The key test for establishing if animals can jam to music is to introduce a tempo change. By that measure shockingly few animals can keep even a basic rhythm. In fact, until a few years ago, it was unclear whether any animals had rhythm at all.
That changed with Snowball the cockatoo.
Snowball was brought to a bird rescue center in Indiana, called Bird Lovers Only, with a Backstreet Boys CD. When workers at the center played the CD for the bird, he danced along with the music.
A video of him dancing to "Everybody" went viral after the center's director, Irena Schulz, filmed him bobbing his head and tapping his feet on the back of a chair:
Aniruddh Patel, then a neurobiologist at the Neurosciences Institute in San Diego, reached out to the bird center to study Snowball. Schulz was formerly a molecular biologist and agreed to help.

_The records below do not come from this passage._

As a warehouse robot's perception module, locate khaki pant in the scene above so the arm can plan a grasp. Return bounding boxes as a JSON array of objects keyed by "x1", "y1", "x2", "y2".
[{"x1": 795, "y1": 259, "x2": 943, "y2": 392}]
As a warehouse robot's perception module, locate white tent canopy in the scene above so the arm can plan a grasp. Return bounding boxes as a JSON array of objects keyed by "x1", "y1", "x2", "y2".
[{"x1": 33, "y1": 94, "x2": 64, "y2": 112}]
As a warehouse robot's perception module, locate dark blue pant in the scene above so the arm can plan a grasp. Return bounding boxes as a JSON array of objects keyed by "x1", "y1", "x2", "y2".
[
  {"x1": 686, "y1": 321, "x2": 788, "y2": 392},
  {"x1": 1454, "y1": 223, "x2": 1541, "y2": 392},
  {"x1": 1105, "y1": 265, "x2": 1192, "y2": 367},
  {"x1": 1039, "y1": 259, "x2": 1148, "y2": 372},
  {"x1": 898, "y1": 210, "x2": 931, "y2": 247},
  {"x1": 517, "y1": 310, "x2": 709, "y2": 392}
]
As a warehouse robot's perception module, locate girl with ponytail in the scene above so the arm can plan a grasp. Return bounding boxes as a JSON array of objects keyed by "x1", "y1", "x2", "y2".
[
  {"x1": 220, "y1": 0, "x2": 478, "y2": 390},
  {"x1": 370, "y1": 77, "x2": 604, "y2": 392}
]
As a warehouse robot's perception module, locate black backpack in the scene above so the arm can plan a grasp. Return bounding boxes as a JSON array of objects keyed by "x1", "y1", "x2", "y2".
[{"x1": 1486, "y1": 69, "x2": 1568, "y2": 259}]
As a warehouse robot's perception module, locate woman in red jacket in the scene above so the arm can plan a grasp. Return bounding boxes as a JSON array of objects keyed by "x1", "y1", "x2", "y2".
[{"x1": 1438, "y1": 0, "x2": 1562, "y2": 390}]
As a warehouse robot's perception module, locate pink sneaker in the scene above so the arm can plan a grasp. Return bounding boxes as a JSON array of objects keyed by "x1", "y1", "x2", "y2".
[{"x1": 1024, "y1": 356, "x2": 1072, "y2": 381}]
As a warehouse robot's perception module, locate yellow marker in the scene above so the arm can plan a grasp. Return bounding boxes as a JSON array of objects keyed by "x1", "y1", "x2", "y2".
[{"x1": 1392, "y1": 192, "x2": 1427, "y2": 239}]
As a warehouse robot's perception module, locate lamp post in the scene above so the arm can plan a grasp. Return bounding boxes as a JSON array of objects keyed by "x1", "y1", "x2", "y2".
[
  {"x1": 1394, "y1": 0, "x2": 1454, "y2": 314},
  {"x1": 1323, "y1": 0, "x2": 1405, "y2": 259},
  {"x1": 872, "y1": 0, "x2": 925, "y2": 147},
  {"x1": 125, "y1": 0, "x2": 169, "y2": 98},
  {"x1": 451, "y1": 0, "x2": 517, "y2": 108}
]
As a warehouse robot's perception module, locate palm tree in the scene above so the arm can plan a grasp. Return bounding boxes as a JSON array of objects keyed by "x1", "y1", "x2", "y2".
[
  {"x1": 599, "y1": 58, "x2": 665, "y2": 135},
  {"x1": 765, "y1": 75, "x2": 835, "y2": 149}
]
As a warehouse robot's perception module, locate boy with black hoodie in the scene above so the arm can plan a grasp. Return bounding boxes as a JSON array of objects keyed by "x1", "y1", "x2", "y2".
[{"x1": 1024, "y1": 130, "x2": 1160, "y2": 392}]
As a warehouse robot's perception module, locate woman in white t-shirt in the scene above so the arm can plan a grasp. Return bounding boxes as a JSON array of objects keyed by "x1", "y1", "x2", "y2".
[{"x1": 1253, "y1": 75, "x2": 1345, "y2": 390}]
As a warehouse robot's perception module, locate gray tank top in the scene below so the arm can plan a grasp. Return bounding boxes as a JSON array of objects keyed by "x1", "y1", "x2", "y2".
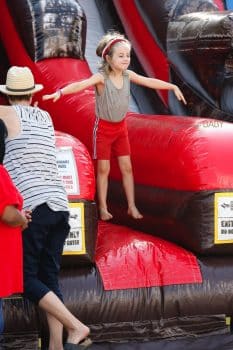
[{"x1": 95, "y1": 72, "x2": 130, "y2": 123}]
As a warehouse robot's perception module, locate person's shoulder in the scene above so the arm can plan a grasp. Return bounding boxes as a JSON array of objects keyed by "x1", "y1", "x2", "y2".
[{"x1": 93, "y1": 70, "x2": 107, "y2": 82}]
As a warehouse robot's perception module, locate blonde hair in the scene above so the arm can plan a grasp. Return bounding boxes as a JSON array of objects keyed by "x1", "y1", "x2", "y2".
[{"x1": 96, "y1": 31, "x2": 131, "y2": 74}]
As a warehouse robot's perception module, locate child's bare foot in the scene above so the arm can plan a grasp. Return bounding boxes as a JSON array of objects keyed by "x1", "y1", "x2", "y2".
[
  {"x1": 99, "y1": 208, "x2": 112, "y2": 221},
  {"x1": 128, "y1": 205, "x2": 143, "y2": 219}
]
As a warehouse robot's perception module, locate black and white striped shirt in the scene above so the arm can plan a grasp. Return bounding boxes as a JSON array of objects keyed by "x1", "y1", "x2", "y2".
[{"x1": 4, "y1": 105, "x2": 68, "y2": 211}]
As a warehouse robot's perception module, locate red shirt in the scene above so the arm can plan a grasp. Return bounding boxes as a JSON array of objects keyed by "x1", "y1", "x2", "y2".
[{"x1": 0, "y1": 165, "x2": 23, "y2": 297}]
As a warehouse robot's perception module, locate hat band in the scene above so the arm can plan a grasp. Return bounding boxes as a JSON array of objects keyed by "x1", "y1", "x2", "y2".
[{"x1": 6, "y1": 85, "x2": 35, "y2": 92}]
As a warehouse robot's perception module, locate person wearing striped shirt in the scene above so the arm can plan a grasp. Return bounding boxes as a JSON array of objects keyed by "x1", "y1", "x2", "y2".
[{"x1": 0, "y1": 66, "x2": 90, "y2": 350}]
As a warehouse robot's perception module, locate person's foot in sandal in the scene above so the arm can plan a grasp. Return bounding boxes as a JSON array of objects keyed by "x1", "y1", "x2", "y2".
[{"x1": 64, "y1": 338, "x2": 92, "y2": 350}]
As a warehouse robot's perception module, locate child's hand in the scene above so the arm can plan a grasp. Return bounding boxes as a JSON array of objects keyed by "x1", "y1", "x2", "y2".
[
  {"x1": 42, "y1": 90, "x2": 61, "y2": 102},
  {"x1": 173, "y1": 85, "x2": 187, "y2": 105}
]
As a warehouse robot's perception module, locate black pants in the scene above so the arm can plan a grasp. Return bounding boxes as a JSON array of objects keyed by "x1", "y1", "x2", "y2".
[{"x1": 23, "y1": 204, "x2": 70, "y2": 303}]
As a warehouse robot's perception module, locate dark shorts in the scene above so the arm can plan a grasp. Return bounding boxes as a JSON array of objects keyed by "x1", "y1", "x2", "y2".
[{"x1": 23, "y1": 204, "x2": 70, "y2": 303}]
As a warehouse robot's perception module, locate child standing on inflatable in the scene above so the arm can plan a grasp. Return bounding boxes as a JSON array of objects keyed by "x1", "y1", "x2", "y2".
[{"x1": 43, "y1": 32, "x2": 186, "y2": 220}]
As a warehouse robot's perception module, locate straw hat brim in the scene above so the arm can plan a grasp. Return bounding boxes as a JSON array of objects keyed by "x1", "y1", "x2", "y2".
[{"x1": 0, "y1": 84, "x2": 44, "y2": 96}]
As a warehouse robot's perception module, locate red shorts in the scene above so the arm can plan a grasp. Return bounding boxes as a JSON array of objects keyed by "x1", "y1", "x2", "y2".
[{"x1": 93, "y1": 118, "x2": 130, "y2": 160}]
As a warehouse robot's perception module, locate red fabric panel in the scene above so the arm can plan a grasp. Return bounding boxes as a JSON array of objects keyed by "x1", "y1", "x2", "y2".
[
  {"x1": 0, "y1": 166, "x2": 23, "y2": 297},
  {"x1": 56, "y1": 131, "x2": 95, "y2": 200},
  {"x1": 214, "y1": 0, "x2": 225, "y2": 11},
  {"x1": 114, "y1": 0, "x2": 169, "y2": 104},
  {"x1": 111, "y1": 113, "x2": 233, "y2": 191},
  {"x1": 96, "y1": 221, "x2": 202, "y2": 290}
]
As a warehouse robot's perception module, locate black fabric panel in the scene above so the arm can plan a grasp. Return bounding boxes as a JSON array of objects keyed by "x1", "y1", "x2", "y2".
[
  {"x1": 4, "y1": 266, "x2": 233, "y2": 342},
  {"x1": 109, "y1": 181, "x2": 233, "y2": 255},
  {"x1": 167, "y1": 12, "x2": 233, "y2": 121},
  {"x1": 135, "y1": 0, "x2": 217, "y2": 52},
  {"x1": 7, "y1": 0, "x2": 86, "y2": 62},
  {"x1": 0, "y1": 332, "x2": 39, "y2": 350}
]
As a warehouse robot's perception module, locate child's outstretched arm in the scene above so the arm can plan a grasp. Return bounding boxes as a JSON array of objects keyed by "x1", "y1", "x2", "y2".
[
  {"x1": 42, "y1": 73, "x2": 104, "y2": 102},
  {"x1": 128, "y1": 70, "x2": 187, "y2": 104}
]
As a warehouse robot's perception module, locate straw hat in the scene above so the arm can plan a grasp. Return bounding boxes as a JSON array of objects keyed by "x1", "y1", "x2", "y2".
[{"x1": 0, "y1": 66, "x2": 43, "y2": 96}]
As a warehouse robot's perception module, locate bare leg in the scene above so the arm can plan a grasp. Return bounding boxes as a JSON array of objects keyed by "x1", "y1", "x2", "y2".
[
  {"x1": 97, "y1": 160, "x2": 112, "y2": 221},
  {"x1": 118, "y1": 156, "x2": 143, "y2": 219},
  {"x1": 39, "y1": 292, "x2": 90, "y2": 350},
  {"x1": 46, "y1": 312, "x2": 63, "y2": 350}
]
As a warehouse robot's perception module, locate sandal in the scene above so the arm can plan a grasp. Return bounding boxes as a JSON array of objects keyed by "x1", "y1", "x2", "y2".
[{"x1": 64, "y1": 338, "x2": 92, "y2": 350}]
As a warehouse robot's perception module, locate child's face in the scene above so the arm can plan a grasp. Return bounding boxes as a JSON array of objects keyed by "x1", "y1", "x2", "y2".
[{"x1": 108, "y1": 42, "x2": 130, "y2": 71}]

Along with two other researchers, Patel and Schulz played Snowball 11 different versions "Everybody," sped up or slowed down by up to 20% (without altering the pitch of the song). The cockatoo only followed the tempo changes about 25% of the time, but in a 2009 study the scientists assert this was not merely by chance— Snowball could keep a rhythm and dance to a beat, he just wasn't very good at it.
So if some parrots have rudimentary rhythm, what about other creatures?
Bonobo chimps have shown some inclination to follow a changing beat, but solid evidence is scant, since researchers who spend extended periods of time with apes can easily over-humanize them.
Other than that, there haven't been any non-human mammals proven capable of following tempo changes, with one exception: a California sea lion found stranded on a highway.
Ronan the sea lion preferred Earth Wind & Fire's "Boogie Wonderland," but also bobbed her head to Snowball's favorite, "Everybody," as well as a metronome playing various speeds.
These findings are definitely not conclusive, and Snowball the cockatoo and Ronan the sea lion may just be remarkable outliers. But studying which animals can keep a beat could be valuable for learning why we evolved our own rhythmic abilities. It certainly suggests a strong link in our brains between the areas that affect movement and hearing.
Whether it's a lucky byproduct of vocal mimicry (which would support the view that only humans and parrots can keep a beat), or that rhythm serves an evolutionary purpose of its own (which would explain why non-mimicking animals like Ronan can do it), is still unknown.
Patel told National Geographic that rhythm may have be advantageous for humans because it helps us bond.
"Moving in synchrony makes people feel connected socially and emotionally," he told the magazine.